View Single Post
Old 2019-03-14, 03:49   #6
kriesel's Avatar
Mar 2017
US midwest

3·5·503 Posts
Default Effect of frequent Res64 output

Timing runs on LL DC on the same 51M exponent and old 32-bit hardware with prime95 29.4b7 yield conflicting information on the cost of a Res64 output as a multiple of an ordinary iteration. The res64 cost is estimated as 7/8 to 4 times an iteration. Note that because of numbering skew between prime95 and other conventions, prime95 outputs res64 at 3 successive iterations, with cost ~3.1 to 12 times an iteration. The lower value is based on prime95-provided timings per iteration, the higher value on prime95-provided time stamp of 1 second resolution of the res64 output line.

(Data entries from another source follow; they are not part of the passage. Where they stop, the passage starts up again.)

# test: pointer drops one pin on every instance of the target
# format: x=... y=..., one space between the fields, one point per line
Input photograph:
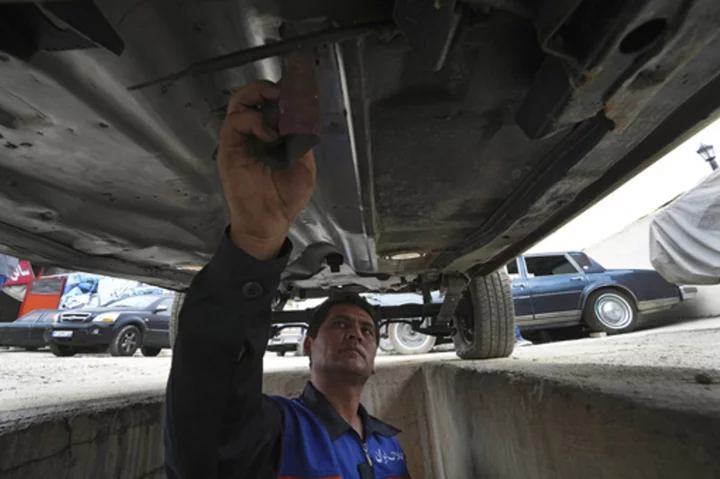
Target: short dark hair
x=320 y=314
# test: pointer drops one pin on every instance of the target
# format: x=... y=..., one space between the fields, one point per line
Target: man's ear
x=307 y=343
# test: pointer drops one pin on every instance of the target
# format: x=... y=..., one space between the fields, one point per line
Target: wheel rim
x=385 y=343
x=128 y=342
x=613 y=311
x=410 y=339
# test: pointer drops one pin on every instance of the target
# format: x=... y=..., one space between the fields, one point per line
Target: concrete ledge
x=508 y=419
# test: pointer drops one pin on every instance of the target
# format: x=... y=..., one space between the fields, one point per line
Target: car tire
x=150 y=352
x=126 y=341
x=384 y=343
x=178 y=301
x=485 y=319
x=406 y=341
x=610 y=311
x=62 y=351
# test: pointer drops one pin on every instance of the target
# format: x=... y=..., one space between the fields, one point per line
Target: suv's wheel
x=610 y=311
x=485 y=319
x=126 y=341
x=62 y=351
x=407 y=341
x=175 y=316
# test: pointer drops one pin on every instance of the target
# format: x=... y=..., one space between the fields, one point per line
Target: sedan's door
x=520 y=291
x=157 y=322
x=556 y=285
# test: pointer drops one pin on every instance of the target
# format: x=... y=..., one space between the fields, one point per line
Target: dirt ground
x=31 y=380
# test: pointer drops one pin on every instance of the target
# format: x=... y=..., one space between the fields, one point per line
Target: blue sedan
x=567 y=289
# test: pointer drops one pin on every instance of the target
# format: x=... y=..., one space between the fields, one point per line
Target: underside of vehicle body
x=455 y=134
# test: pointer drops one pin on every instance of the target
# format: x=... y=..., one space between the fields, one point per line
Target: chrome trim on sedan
x=542 y=295
x=657 y=304
x=550 y=318
x=688 y=292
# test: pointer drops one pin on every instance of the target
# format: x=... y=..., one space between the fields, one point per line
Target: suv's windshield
x=136 y=302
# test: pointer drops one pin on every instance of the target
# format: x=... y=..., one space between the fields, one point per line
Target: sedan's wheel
x=125 y=342
x=62 y=351
x=150 y=352
x=485 y=319
x=178 y=301
x=407 y=341
x=610 y=311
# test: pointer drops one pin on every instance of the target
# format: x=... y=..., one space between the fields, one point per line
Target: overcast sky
x=675 y=173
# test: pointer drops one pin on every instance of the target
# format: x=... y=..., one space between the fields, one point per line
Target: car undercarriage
x=455 y=134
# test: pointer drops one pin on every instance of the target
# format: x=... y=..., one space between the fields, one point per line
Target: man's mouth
x=354 y=350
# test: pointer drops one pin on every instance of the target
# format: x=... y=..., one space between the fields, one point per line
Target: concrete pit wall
x=496 y=419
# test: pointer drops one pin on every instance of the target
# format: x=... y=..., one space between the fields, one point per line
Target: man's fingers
x=252 y=95
x=249 y=122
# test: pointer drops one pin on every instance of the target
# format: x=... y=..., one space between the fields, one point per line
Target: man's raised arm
x=218 y=423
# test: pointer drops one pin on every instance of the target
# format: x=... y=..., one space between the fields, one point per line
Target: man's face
x=345 y=343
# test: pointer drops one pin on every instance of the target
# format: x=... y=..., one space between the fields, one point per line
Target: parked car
x=289 y=338
x=121 y=327
x=29 y=330
x=566 y=289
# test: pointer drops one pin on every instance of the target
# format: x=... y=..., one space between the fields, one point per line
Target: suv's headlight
x=106 y=318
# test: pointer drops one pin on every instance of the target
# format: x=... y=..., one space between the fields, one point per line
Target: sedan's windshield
x=135 y=302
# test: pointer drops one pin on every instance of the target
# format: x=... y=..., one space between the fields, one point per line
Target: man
x=218 y=422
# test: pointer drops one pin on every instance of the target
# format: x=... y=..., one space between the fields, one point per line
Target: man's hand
x=263 y=202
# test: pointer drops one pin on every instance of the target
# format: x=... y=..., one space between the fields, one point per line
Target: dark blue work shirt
x=219 y=424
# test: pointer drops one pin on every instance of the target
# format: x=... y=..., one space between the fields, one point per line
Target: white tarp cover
x=685 y=236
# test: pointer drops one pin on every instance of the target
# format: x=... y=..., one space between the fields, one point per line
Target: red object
x=22 y=274
x=43 y=293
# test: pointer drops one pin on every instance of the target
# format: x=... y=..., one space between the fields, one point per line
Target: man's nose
x=355 y=332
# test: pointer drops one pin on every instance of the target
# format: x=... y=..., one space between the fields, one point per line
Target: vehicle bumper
x=284 y=343
x=688 y=292
x=82 y=335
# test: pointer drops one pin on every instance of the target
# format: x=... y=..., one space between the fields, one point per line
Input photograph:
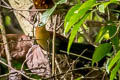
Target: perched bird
x=44 y=39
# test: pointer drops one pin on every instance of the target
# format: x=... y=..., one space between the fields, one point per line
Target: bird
x=44 y=39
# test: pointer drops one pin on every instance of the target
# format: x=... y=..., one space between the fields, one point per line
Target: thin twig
x=53 y=46
x=77 y=55
x=7 y=50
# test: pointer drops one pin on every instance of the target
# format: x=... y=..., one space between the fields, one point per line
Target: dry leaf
x=19 y=45
x=38 y=62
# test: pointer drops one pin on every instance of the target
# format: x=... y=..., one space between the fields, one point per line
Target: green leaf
x=102 y=8
x=101 y=34
x=100 y=52
x=115 y=39
x=61 y=2
x=70 y=14
x=7 y=20
x=77 y=14
x=47 y=14
x=114 y=60
x=74 y=31
x=114 y=71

An initial attempt to make a similar measurement on an i7-8750H with UHD630 igp in prime95 v29.4b8 x64 yielded negative per-res64 cost in two tries. I speculate this was an interaction with mfakto running at the same time on the same chip package power budget. Performance monitor indicates the cpu utilization drops considerably when frequent interim residue output is enabled.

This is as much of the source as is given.